Deploying on Kubernetes with Helm Chart
You can deploy PaddleOCR NIM with a Helm chart. The Helm chart simplifies PaddleOCR NIM deployment on Kubernetes. It supports deployment with optional cluster, GPU, and storage configurations.
The Helm chart downloads the model and starts the service to begin running inferences.
NIMs are designed to be run on a system with NVIDIA GPUs, with the type and number of GPUs depending on the model. To use the Helm chart, you must have a Kubernetes cluster with appropriate GPU nodes and GPU Operator installed.
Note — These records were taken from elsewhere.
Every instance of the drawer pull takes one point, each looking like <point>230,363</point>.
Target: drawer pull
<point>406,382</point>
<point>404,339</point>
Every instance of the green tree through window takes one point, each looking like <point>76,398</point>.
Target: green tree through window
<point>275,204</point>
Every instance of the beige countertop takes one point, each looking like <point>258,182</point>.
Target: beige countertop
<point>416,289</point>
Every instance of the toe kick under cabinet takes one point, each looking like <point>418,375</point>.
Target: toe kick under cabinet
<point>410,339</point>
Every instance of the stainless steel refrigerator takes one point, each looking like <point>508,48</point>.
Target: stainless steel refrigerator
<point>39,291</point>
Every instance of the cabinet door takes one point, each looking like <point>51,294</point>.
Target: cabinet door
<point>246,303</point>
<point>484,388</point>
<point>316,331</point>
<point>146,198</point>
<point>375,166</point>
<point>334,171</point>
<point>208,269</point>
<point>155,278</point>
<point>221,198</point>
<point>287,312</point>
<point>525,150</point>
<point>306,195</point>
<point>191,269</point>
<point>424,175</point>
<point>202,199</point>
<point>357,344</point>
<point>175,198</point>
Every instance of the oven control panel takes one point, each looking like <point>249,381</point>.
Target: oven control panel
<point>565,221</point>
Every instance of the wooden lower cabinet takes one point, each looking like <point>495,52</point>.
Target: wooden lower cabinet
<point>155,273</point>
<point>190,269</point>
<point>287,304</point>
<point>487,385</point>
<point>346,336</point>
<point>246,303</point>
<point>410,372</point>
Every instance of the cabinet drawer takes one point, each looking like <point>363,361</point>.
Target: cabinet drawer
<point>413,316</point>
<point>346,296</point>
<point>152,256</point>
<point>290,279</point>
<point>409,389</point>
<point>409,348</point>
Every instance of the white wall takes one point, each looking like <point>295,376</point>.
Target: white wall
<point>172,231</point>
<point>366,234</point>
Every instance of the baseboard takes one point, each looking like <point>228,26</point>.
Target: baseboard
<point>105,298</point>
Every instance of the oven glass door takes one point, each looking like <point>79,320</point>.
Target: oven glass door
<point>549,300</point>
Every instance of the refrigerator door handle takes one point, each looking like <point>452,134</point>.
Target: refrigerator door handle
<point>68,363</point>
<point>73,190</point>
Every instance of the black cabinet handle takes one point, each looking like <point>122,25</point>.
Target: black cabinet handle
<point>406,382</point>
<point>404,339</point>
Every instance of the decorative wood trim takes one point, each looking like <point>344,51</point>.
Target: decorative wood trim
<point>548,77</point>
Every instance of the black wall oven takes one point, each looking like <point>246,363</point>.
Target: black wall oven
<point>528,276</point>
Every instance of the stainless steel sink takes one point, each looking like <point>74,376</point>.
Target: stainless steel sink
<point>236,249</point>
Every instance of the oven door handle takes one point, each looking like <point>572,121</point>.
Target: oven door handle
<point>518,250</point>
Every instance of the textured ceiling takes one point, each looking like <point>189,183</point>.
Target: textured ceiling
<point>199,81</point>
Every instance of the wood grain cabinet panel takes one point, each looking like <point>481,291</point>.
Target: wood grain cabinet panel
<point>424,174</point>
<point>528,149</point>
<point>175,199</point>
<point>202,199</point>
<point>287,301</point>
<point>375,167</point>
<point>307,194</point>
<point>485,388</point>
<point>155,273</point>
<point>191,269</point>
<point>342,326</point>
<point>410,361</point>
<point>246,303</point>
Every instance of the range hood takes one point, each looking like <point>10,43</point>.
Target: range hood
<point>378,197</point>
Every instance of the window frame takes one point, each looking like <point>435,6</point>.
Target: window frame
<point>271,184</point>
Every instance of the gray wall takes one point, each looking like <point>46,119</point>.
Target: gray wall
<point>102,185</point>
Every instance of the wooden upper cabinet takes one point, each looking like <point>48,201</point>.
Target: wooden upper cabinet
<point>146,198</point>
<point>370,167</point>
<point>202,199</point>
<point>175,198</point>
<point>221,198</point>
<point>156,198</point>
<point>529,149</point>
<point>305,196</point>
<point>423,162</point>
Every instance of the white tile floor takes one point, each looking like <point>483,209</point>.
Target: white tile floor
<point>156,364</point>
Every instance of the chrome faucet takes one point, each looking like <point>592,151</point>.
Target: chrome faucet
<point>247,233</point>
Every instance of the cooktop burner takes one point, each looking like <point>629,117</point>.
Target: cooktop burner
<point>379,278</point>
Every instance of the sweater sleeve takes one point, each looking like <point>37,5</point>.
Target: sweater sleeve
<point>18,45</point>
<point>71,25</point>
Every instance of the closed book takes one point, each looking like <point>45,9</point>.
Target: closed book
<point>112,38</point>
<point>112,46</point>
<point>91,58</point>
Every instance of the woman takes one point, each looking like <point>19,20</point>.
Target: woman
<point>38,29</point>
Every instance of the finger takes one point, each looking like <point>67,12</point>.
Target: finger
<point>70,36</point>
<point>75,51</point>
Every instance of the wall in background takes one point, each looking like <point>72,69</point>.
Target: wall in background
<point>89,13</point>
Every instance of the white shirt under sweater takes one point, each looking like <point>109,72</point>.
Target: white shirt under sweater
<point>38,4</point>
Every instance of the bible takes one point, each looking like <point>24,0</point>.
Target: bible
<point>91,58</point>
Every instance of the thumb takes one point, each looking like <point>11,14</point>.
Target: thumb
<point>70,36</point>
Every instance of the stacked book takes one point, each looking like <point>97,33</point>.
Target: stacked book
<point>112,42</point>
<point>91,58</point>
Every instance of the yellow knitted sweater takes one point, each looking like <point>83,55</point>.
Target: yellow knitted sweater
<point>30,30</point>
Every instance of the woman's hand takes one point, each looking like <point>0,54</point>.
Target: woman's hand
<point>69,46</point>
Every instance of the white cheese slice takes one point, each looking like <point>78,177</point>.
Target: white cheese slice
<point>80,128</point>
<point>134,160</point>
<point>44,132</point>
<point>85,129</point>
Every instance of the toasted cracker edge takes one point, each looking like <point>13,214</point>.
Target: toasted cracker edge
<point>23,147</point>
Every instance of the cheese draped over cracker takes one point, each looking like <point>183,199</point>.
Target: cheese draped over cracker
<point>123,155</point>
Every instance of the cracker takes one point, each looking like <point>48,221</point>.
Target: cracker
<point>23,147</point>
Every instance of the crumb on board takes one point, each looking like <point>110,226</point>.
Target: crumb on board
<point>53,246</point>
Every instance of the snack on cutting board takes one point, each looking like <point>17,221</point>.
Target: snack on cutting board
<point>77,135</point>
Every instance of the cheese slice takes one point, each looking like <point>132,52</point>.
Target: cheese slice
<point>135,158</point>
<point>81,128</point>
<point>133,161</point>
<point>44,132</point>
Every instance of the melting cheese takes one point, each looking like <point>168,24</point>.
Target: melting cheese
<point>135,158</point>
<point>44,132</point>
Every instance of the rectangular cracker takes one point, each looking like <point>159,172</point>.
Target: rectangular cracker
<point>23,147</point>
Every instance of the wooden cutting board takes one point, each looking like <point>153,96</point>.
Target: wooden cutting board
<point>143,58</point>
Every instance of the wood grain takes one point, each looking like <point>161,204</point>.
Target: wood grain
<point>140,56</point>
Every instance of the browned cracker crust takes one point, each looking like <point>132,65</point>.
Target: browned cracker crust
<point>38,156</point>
Benefits of Helm Chart Deployment
Using a Helm chart to deploy on Kubernetes has the following benefits compared to manual deployment:
Enables using Kubernetes Nodes and horizontally scaling the service
Encapsulates the complexity of running Docker commands directly
Enables monitoring metrics from the NIM
Setting Up the Environment
If you haven’t set up your NGC API key and do not know exactly which NIM you want to download and deploy, refer to the User Guide.
The Helm chart requires that you have a secret with your NGC API key configured for downloading private images, and one with your NGC API key, which is named ngc-api
in the following sections. The secrets should have the same key, but have different formats (dockerconfig.json vs opaque). Refer to the following Creating Secrets section for details.
These instructions require that you have exported your NGC_API_KEY
to the environment. Use the following command to export your key.
export NGC_API_KEY="<YOUR NGC API KEY>"
Fetching the Helm Chart
You can download the Helm chart from NGC by executing the following command:
helm fetch https://helm.ngc.nvidia.com/ohlfw0olaadg/ea-participants/charts/paddleocr-nim-0.2.0.tgz --username='$oauthtoken' --password=$NGC_API_KEY
Namespace
You can choose to deploy to whichever namespace is appropriate, but this document uses the namespace paddleocr-nim
. Use the following command to create that namespace.
kubectl create namespace paddleocr-nim
Creating Secrets
Use the following script to create the required secrets for the Helm chart.
DOCKER_CONFIG='{"auths":{"nvcr.io":{"username":"$oauthtoken", "password":"'${NGC_API_KEY}'" }}}'
# [Linux] Encode nvcr registry config as base64
NGC_REGISTRY_PASSWORD=$(echo -n $DOCKER_CONFIG | base64 -w0)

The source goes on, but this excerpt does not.